World Hospice & Palliative Care Day & Digital Legacies

World Hospice and Palliative Care Day

 

World Hospice and Palliative Care Day (WHPCD) is a unified day of action to celebrate and support hospice and palliative care around the world every second Saturday in October. To mark WHPCD 2024, thousands of people around the world will be coming together on the 12th October 2024 to celebrate, but most importantly to speak out about their lived experiences with life-limiting and life-threatening conditions.

 

Palliative Care and Digital Legacy

 

The Digital Legacy Association is the global, not for profit organisation championing the need for digital assets planning and digital legacy safeguarding to be a recognised element of palliative care. Our ongoing work includes:

 
  • Raising awareness about digital assets planning and digital legacy safeguarding
  • Carrying out research
  • Writing and advising policy documentation
  • Training care professionals
  • Developing areas of best practice
  • Assisting health, social care, technology, legal, funeral and other related professional organisations and professionals
  • Publishing free to access resources, tutorials and frameworks. 

For nearly 10 years we have argued and continue to argue that digital legacy planning should be seen as both an emerging area of advance care planning and be included as a holistic approach to advance care planning. We have raised awareness within academia, evoked action at national and individual levels and trained tens of thousands of professionals across the globe with this increasingly important area.

We congratulate the the World Health Assembly’s stand alone resolution on Palliative Care and look forward to continuing our support it’s development and ongoing impact in the years to come.
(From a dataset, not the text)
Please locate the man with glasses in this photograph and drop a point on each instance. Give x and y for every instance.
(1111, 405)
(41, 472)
About World Hospice and Palliative Care Day

 

The year 2024 marks 10 years since the World Health Assembly (WHO’s Governing Body) passed the only stand-alone resolution on palliative care, calling for all countries to “strengthen palliative care as a component of comprehensive care throughout the life course.”

WHPCD 2024 is a day where communities, institutions, and healthcare providers, unite and raise their voices to advocate for palliative care policies and programmes that support the strategic development goal of good health and well-being. Palliative care development follows a public health model developed by the WHO that emphasizes policy, education, medication availability, community empowerment, research, and implementation. There are many barriers to achieving each of these components.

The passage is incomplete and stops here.